Pesquisa encomendada pela Veeam Software aponta os gargalos da digitalização mundo afora. Déficit em talentos também desafia organizações

Carla Matsu

02/06/2020 às 10h30

Foto: Shutterstock

Quase metade das organizações globais estão com suas jornadas de transformação digital prejudicadas devido às tecnologias legadas e não confiáveis, apontou pesquisa da Veeam Software feita com mais de 1.500 empresas globais.
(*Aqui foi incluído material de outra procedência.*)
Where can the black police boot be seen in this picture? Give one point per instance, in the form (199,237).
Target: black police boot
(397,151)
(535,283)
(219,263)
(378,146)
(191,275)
Segundo o Relatório de Tendências de Proteção de Dados Veeam 2020, divulgado nesta terça-feira (2), 44% das empresas ouvidas também citam a falta de habilidades no mercado ou conhecimentos de TI como barreiras para o sucesso de suas transformações.

A pesquisa, encomendada pela Veeam, foi conduzida pela Vanson Bourne, e cobriu organizações em 22 países, no início de 2020. Entre os países pesquisados ​​estão o Brasil, Argentina, México, Estados Unidos, Alemanha, França, Japão, China e Reino Unido. O estudo buscou entender a abordagem das empresas em relação à proteção e gerenciamento de dados, ao mesmo tempo questionou como as organizações estão se preparando para os desafios de TI conforme avançam a digitalização.

Apesar de a pesquisa ter sido levantada pouco antes da pandemia de covid-19 forçar o isolamento social pelo mundo, Elder Jascolka, Country Manager da Veeam no Brasil, avalia que os resultados vêm para endossar ainda mais a urgência da digitalização e as diferentes camadas de segurança que ela cobra. Afinal, com equipes descentralizadas em suas casas, investimentos em nuvem e cibersegurança se tornaram mandatório.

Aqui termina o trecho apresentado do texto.